But he found that, even at the age of 11, many of these children had not caught up.

"Contrary to popular opinion at the time, we found there were definite long-term effects from being in an institution," Prof Rutter said - effects which were more pronounced the longer the child had spent in institutionalised care.

According to Thais Tepper, co-founder of the US-based Parents' Network for the Post-Institutionalized Child (PNPIC), the problem is an international one.

In the US, the PNPIC estimates that 30% of children adopted from Romania have severe problems - some of whom, ironically, are now ending up within the American institution system.

Moratorium row

However well these adopted children have fitted into their new homeland, few others are getting the chance to even try.

Romania introduced a moratorium on adoptions in 2001 - spurred on by Baroness Emma Nicholson, who until recently was the European Parliament's rapporteur on Romania.

Describing the adoption system as corrupt, she recommended that the EU suspend negotiations on Romania's entry - currently scheduled for January 2007 - until the government did something to tackle the situation.

Adoptions were banned completely in 2004, leaving many pro-adoption groups - particularly in the US - angry and frustrated.

"They should make Baroness Nicholson live in an orphanage for a year," said Thais Tepper. "Then she can tell me whether she thinks it's a wonderful idea to stop inter-country adoptions."
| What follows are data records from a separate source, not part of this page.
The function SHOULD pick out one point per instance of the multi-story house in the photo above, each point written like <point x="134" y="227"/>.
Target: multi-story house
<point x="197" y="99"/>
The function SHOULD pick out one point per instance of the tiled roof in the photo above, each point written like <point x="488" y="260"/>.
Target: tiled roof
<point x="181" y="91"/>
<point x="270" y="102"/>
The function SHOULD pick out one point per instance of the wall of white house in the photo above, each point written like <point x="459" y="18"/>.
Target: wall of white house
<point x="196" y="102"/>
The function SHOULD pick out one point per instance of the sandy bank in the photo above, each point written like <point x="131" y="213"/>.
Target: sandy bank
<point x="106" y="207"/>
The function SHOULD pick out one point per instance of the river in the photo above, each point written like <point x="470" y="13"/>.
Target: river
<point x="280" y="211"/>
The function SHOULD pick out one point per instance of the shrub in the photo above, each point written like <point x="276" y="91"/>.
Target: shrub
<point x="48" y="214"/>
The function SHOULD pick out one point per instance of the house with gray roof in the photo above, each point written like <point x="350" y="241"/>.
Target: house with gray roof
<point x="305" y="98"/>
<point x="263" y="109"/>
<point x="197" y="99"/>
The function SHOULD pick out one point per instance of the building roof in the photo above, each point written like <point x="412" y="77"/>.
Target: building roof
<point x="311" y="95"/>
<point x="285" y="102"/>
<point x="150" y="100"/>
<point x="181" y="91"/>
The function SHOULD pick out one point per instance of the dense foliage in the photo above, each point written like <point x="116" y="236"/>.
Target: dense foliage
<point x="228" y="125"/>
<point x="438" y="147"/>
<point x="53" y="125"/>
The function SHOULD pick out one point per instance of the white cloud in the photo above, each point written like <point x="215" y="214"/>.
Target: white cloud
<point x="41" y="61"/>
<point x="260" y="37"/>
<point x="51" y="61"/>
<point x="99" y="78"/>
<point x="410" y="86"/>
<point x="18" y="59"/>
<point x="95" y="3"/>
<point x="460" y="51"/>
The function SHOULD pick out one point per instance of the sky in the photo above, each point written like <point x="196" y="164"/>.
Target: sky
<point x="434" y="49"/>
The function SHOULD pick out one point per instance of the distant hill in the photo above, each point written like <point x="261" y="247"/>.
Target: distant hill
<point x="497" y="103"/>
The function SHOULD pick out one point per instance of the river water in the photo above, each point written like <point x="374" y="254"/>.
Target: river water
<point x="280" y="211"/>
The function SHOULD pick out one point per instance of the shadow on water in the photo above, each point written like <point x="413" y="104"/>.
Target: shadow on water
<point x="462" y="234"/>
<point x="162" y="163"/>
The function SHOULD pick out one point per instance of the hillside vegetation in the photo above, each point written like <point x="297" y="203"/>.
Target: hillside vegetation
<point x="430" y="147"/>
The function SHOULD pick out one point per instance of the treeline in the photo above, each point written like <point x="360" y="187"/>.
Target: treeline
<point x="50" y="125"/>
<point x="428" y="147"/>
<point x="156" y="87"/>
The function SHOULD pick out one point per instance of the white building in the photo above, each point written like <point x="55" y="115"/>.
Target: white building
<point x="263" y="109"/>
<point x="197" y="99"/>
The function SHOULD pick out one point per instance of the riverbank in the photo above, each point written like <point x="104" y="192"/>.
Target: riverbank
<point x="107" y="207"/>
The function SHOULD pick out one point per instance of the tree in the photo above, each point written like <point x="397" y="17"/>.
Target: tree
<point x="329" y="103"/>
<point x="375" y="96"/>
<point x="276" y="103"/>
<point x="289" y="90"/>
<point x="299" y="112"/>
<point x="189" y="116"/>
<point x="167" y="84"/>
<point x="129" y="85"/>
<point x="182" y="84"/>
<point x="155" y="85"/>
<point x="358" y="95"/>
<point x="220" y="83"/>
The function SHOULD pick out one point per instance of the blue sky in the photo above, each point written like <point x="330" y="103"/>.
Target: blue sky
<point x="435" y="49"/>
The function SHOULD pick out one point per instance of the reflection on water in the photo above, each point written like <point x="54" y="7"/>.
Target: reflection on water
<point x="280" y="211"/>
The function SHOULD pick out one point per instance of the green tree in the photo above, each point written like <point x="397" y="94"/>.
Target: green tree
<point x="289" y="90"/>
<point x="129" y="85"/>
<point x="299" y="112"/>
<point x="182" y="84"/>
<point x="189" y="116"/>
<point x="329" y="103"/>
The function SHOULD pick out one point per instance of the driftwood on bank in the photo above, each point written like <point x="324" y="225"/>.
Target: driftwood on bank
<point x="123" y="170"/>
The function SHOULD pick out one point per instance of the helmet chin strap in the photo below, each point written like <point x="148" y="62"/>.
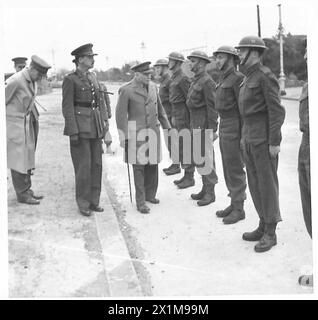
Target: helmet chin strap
<point x="242" y="63"/>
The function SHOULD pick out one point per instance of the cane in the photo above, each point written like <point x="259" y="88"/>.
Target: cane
<point x="126" y="158"/>
<point x="129" y="182"/>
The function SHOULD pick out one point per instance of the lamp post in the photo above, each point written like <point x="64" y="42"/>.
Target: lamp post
<point x="282" y="77"/>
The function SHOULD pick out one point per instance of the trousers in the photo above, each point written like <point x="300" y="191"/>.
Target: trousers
<point x="262" y="179"/>
<point x="146" y="182"/>
<point x="87" y="162"/>
<point x="304" y="182"/>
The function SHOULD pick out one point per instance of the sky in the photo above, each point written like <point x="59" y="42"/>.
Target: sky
<point x="117" y="28"/>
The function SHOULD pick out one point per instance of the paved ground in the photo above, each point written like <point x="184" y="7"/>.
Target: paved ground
<point x="177" y="250"/>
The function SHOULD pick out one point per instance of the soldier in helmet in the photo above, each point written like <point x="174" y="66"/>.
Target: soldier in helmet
<point x="162" y="72"/>
<point x="203" y="119"/>
<point x="304" y="166"/>
<point x="227" y="93"/>
<point x="263" y="116"/>
<point x="180" y="116"/>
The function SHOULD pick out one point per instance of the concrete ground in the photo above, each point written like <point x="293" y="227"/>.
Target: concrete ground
<point x="177" y="250"/>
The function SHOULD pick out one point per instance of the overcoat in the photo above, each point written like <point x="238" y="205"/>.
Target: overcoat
<point x="20" y="92"/>
<point x="139" y="113"/>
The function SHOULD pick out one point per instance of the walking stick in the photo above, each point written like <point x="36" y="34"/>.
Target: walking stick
<point x="126" y="156"/>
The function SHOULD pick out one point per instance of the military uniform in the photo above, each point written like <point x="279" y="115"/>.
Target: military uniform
<point x="201" y="103"/>
<point x="262" y="116"/>
<point x="180" y="117"/>
<point x="304" y="159"/>
<point x="227" y="93"/>
<point x="85" y="115"/>
<point x="139" y="110"/>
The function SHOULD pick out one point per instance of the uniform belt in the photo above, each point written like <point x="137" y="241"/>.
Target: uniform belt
<point x="225" y="114"/>
<point x="83" y="104"/>
<point x="255" y="118"/>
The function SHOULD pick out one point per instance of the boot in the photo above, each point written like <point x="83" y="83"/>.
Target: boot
<point x="198" y="196"/>
<point x="257" y="234"/>
<point x="224" y="213"/>
<point x="173" y="169"/>
<point x="187" y="182"/>
<point x="268" y="240"/>
<point x="208" y="197"/>
<point x="236" y="215"/>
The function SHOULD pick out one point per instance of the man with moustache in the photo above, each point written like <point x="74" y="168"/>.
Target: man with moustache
<point x="21" y="114"/>
<point x="139" y="113"/>
<point x="227" y="94"/>
<point x="84" y="111"/>
<point x="263" y="116"/>
<point x="203" y="122"/>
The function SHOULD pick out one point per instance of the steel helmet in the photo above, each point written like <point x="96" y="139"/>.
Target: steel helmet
<point x="161" y="62"/>
<point x="226" y="49"/>
<point x="199" y="54"/>
<point x="251" y="42"/>
<point x="177" y="56"/>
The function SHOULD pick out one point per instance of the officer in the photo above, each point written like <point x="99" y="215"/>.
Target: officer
<point x="304" y="167"/>
<point x="86" y="123"/>
<point x="263" y="116"/>
<point x="180" y="116"/>
<point x="162" y="72"/>
<point x="227" y="93"/>
<point x="20" y="93"/>
<point x="203" y="116"/>
<point x="19" y="63"/>
<point x="138" y="114"/>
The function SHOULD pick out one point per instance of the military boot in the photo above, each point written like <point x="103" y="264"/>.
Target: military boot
<point x="198" y="196"/>
<point x="257" y="234"/>
<point x="268" y="240"/>
<point x="187" y="182"/>
<point x="236" y="215"/>
<point x="173" y="169"/>
<point x="208" y="197"/>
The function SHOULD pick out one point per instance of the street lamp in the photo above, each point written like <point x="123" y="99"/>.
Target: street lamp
<point x="282" y="77"/>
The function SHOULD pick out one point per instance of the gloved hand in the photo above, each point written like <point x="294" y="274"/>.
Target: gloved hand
<point x="74" y="140"/>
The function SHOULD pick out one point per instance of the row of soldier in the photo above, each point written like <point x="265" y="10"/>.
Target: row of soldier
<point x="251" y="117"/>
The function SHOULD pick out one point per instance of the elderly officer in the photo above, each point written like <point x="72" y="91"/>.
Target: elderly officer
<point x="19" y="63"/>
<point x="84" y="110"/>
<point x="162" y="72"/>
<point x="180" y="117"/>
<point x="139" y="113"/>
<point x="263" y="116"/>
<point x="203" y="117"/>
<point x="227" y="93"/>
<point x="20" y="93"/>
<point x="304" y="166"/>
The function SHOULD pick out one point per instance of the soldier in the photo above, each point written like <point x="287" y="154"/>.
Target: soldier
<point x="84" y="110"/>
<point x="203" y="116"/>
<point x="304" y="167"/>
<point x="162" y="72"/>
<point x="263" y="116"/>
<point x="180" y="116"/>
<point x="138" y="113"/>
<point x="19" y="63"/>
<point x="227" y="93"/>
<point x="20" y="93"/>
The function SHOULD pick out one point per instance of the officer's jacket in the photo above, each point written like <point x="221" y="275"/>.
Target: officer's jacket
<point x="260" y="108"/>
<point x="83" y="106"/>
<point x="139" y="113"/>
<point x="226" y="103"/>
<point x="304" y="113"/>
<point x="164" y="93"/>
<point x="201" y="103"/>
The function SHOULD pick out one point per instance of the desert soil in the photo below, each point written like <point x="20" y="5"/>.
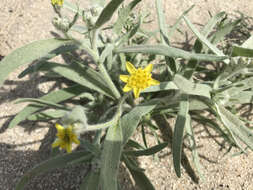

Many adopted children are still affected by their early experiences

"It's great if the children can find loving homes in Romania, but in reality a lot of them are gypsies, and few ordinary Romanians are willing to adopt gypsy children," she said.

Stephan Darabus, Romanian director of the charity Hope and Homes for Children, has a different view.

He believes the country's state childcare system only started to show noticeable improvements when the moratorium was imposed.

Until then, he said, officials had too many incentives to make money from foreigners to bother improving the conditions of children still in Romania.

He said that many of the adoption agencies around at that time were really just businesses, doing little more than selling children to the highest bidder.

"I knew of one case where an agency took three children from one family home - they weren't even in state care - and sent two to Spain and one to Italy. There was no follow-up, no regard for the fact they were siblings, nothing."

Mr Darabus is right that Romanian childcare has finally begun improving, and the large communist institutions have now almost disappeared.

But the legacy of these institutions continues to affect many of the children who grew up there - even those who have now spent most of their lives in loving homes abroad.